Part of the attraction is aesthetic: our compulsion to remake the lands we inhabit reveals something profound about who we are.

And the final part of the attraction isn’t so much an attraction as it is a deeper, more urgent sense of responsibility: as a photographer you can show people things they otherwise might never see or consider worthy of rumination—things that could change the way they think about the world and the impact they have on it—so you’d better have at it.

My work focuses on the American West because it’s the place I’m from and there’s a long, if complicated, tradition of landscape photography in this region that I try to put my work into dialogue with. It’s difficult to crawl out from under the mythic weight of the West and the place it holds in the national imaginary as a land of open space and boundless opportunity. I guess you could say my pictures attempt to show the hangover to this great optimism, a world waking up to the headache of its own excesses.

So when people see my pictures, I hope they walk away with a question along the following lines: “This is where we’ve come.
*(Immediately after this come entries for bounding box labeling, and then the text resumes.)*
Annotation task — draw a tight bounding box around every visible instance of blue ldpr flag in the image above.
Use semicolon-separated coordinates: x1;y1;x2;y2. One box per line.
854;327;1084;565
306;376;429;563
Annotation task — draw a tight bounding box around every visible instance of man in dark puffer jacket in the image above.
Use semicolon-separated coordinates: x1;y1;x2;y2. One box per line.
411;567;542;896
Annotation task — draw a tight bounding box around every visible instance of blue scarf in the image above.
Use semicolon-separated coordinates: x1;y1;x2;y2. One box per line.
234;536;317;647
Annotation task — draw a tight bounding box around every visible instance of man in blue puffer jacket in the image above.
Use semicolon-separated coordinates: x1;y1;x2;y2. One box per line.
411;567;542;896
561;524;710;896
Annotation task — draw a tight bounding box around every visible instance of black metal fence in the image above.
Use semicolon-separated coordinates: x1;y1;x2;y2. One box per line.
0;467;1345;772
This is the price we paid to get here. In the end, was it all worth it?”


Barron Bixler is a social-environmental documentary photographer, writer, designer and curator. He is Creative Director at Princeton University's Blue Lab and holds an appointment as Professional Specialist at Princeton's Effron Center for the Study of America. Prior to joining the faculty at Princeton, he was Principal & Creative Director at Bixler Creative, a Los Angeles-based social impact branding firm he founded in 2008. He lives in Princeton, New Jersey.
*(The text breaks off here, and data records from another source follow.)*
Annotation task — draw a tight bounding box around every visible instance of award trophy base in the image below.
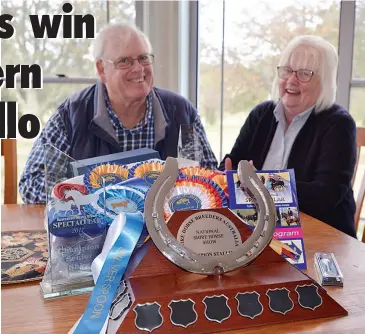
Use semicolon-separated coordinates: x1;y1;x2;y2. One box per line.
119;209;347;333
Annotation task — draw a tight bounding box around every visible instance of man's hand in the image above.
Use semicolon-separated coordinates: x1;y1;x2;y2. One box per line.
224;158;232;171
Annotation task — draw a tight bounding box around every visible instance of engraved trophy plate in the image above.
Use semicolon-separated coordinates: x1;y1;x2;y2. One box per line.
203;295;232;323
295;284;322;311
133;302;163;332
145;157;276;275
266;288;294;315
169;299;198;328
177;211;242;257
235;291;264;319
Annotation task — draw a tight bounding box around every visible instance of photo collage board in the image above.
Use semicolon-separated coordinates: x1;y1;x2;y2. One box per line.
226;169;307;270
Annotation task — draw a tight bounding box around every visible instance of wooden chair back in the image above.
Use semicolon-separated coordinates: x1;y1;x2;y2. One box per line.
1;139;18;204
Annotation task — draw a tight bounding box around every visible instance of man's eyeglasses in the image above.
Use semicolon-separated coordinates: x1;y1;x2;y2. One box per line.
277;66;314;82
103;54;155;70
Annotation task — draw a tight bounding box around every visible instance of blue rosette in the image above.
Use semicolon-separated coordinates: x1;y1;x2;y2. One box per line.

Set out in stark, unflinching images, Bixler’s photographic work explores marginal landscapes and marginalized communities, vernacular architecture and built environments.

Since 2006, Bixler has traveled within and beyond the borders of California to chronicle a range of environmental problems—from water and wildfire to mining and industrial agriculture to overfishing and anti-GMO seed activism. Focusing mainly on the American West, his photographs explore the collisions of—and interstices between—urban, suburban, industrial, rural and wild lands to tell stories about the complex ways in which human beings shape, and are shaped by, the lands they inhabit.

In 2021, Bixler was selected to participate in the Magnum Photos Longterm Mentorship Program, during which he developed and refined his longterm documentary photography project Watershed: A Speculative Atlas of California. Watershed was the subject of a major exhibition at Princeton’s Bernstein Gallery in 2022. In fall 2023, his work will be featured at Review Santa Fe in Santa Fe, New Mexico and in the International Juried Exhibition at the Center for Photographic Art in Carmel, California.

Bixler is a founding member of the Los Angeles-based arts collective Project 51, which was awarded a major grant by ArtPlace America for its project Play the LA River. His photographs, writings, and other art and design projects have been featured in BOOM: A Journal of California, Gastronomica: The Journal for Food Studies, Civil Eats, KCET Artbound, Dwell, LAist, KUSC Arts Alive, the Fresno Bee and the Stockton Record.

A self-taught photographer, he holds an MA in English from the University of Victoria.